The number of breast cancer survivors are increasing, so does the number of partners effected by the illness. An estimated 20-40% of spouses suffer from mood disturbance, anxiety and other effective disorders related to the spouses' illness. The survivor usually has a trend of decreasing levels of depression, but about 25% have long term depression. Studies have found relationship between survivor and spousal outcomes. Previous studies have shown decreased quality of life, loss of sleep, fatigue, decline in general health and increase in cardiovasular disease in among partners of survivors. Little is known of the mechanisms of this and there is very little data from developing countries like India.


208 partners of breast cancer survivors (post operative, post chemo, and/or radiotherapy) diagnosed between 3 yrs to 10 yrs prior to study, were sampled. Secondary data mediations were conducted to determine, if cognitive processing mediated the relationship between social constraints and depressive symptoms. Age related difference on all stage were tested. Depressive symptoms; secondary variables including social constraints; cognitive processing and potential confounding variables were the main research variables.


Cognitive processing, mediated the relationship between social constraints and depressive syptoms for partners. Partners of younger breast cancer patients and with lower education status had worst outcomes. Younger survivors reported more depressive symptoms, higher scores on intrusive thoughts and more social constraints.

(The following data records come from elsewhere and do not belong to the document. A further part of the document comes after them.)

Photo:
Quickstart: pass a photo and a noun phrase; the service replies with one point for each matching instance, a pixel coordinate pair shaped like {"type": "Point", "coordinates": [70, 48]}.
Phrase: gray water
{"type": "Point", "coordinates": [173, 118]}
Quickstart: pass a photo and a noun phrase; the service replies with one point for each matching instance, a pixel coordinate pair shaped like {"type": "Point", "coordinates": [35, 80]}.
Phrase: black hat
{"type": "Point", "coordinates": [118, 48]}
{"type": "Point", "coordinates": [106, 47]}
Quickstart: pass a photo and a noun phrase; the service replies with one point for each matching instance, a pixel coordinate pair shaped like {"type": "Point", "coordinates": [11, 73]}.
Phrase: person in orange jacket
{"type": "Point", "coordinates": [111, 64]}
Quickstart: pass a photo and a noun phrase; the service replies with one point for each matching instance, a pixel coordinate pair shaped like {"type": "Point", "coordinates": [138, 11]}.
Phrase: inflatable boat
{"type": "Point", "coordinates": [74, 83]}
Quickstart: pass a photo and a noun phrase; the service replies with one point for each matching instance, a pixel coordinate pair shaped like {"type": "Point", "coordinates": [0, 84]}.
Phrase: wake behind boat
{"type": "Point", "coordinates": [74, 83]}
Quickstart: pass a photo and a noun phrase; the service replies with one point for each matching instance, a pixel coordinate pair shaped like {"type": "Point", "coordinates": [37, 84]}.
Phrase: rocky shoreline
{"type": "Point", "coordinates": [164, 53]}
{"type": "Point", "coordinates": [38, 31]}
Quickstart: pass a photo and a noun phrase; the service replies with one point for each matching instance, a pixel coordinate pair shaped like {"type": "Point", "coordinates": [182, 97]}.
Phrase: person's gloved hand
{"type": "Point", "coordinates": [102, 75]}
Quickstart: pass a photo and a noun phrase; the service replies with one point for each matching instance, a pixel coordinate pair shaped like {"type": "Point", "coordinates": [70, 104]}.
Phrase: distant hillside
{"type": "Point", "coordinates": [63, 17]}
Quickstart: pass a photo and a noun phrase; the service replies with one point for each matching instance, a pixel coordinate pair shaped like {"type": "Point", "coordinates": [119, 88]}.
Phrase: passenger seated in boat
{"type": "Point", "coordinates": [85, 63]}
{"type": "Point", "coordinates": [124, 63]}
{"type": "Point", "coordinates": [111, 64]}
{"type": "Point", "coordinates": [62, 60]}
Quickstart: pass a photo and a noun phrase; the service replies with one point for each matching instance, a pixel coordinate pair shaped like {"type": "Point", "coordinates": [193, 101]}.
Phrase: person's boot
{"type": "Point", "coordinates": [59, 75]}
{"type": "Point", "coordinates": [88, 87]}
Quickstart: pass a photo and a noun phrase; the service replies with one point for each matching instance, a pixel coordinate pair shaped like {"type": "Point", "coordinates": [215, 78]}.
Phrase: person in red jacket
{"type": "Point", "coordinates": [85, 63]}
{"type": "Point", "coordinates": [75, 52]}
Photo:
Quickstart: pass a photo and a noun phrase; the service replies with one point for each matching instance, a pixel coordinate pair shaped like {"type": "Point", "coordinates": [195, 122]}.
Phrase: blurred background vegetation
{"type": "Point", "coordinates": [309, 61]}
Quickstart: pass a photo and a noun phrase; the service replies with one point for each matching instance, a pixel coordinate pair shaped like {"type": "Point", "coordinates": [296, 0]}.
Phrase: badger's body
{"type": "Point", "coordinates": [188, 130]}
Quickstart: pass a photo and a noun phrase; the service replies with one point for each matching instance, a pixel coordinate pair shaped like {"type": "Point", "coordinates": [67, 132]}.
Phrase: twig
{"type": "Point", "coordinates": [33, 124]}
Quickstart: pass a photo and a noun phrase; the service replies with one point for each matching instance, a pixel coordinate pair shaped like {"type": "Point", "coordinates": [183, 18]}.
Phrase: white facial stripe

As predicted by the social cognitive processing theory cognitive processing mediated relationship between social constraints and depressive syptoms. In addition, partners of younger breast cancer survors faced worst on social constraints, intrusive thoughts and depressive symptoms more. Results provide support for using social cognitive processing theory in an intervention design with partners of long term breast cancer survivors to decrease depressive symptoms; open communication on social constraints and discsussion of these negative psychological impacts would help. Education of spouse would be important.

Clinical trial identification

Legal entity responsible for the study

Gouri Shankar Bhattacharyya.


Has not received any funding.

Editorial Acknowledgement


All authors have declared no conflicts of interest.